Dışişleri Bakanı Ahmet Davutoğlu’nun Esad’ı Miloseviç’e benzetmesi, köprülerin atıldığının en önemli işaretlerinden biriydi.
Suriye’de ayaklanmalar başladığından beri Ankara kulislerinde bir “tampon bölge” tartışması sürüyor.
Bir iddiaya göre Türkiye, Suriye sınırında bir tampon bölge oluşturacak ve BM uçuşa yasak bölge ilan edecek; bir iddiaya göre bu tampon bölge, Suriye topraklarında değil Türkiye topraklarında oluşturulacak.

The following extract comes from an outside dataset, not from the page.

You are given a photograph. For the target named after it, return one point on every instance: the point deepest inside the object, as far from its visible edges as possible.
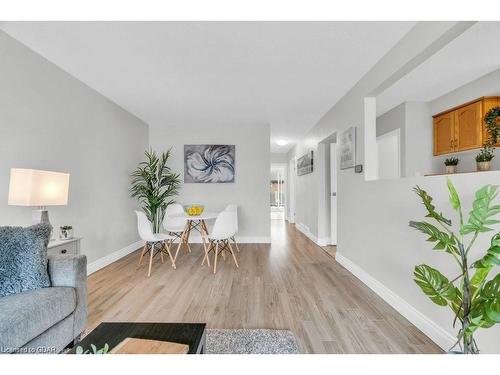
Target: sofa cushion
(24, 316)
(23, 258)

Türkiye’nin Suriye topraklarında bir faaliyeti yok. Ancak, kendi topraklarında var. Suriye’den gelebilecek göç dalgasını barındıracak, Van’daki gibi bir konteyner kent kuruluyor. Kilis’in Öncüpınar Gümrük Kapısı’ndaki hac tesislerinde oluşturulan konteyner kentin 10 bin Suriyeliyi kabul edecek kapasitede olması planlanıyor.

Yardım koridoru
Türkiye’nin böyle bir önlem alması isabetlidir. Birinci Körfez Savaşı sırasında Irak’tan gelen ve sayıları 500 bini bulan göç kafilesi, Türkiye açısından büyük sorun yaratmıştı.
Bu deneyim, Türkiye’nin şimdiden önlem almasında kuşkusuz etkili oldu. İnsani açıdan bu hazırlık Türkiye’nin görevi olarak görülmelidir.
Göç kafilesinin yiyecek, içecek ve barınma ihtiyaçlarını karşılamanın yanı sıra Ankara kulislerinde konuşulan bir diğer olasılık da Türkiye üzerinden Suriye’ye bir insani yardım koridoru açılması. Bu koridor üzerinden Suriye’den kaçamayan ve saldırı altında kalanlara insani yardım ulaştırılması.
Eğer böyle bir koridor açılacaksa, bunun sadece insani yardım için kullanılmasını Türkiye sıkı bir şekilde kontrol etmelidir.
Türkiye, pozisyonunu insani yardım çerçevesinde belirlediğine göre, koridor da bu işlevle sınırlı olmalıdır.
Türkiye sınırından insani yardım adı altında açılacak bir koridordan, Suriye’ye yabancı asker veya silah geçişine izin verilmemelidir.
Türkiye, Ortadoğu’da yaşanan süreçte dış müdahalenin veya bir iç savaşın silahlı bir unsuru olmamalıdır.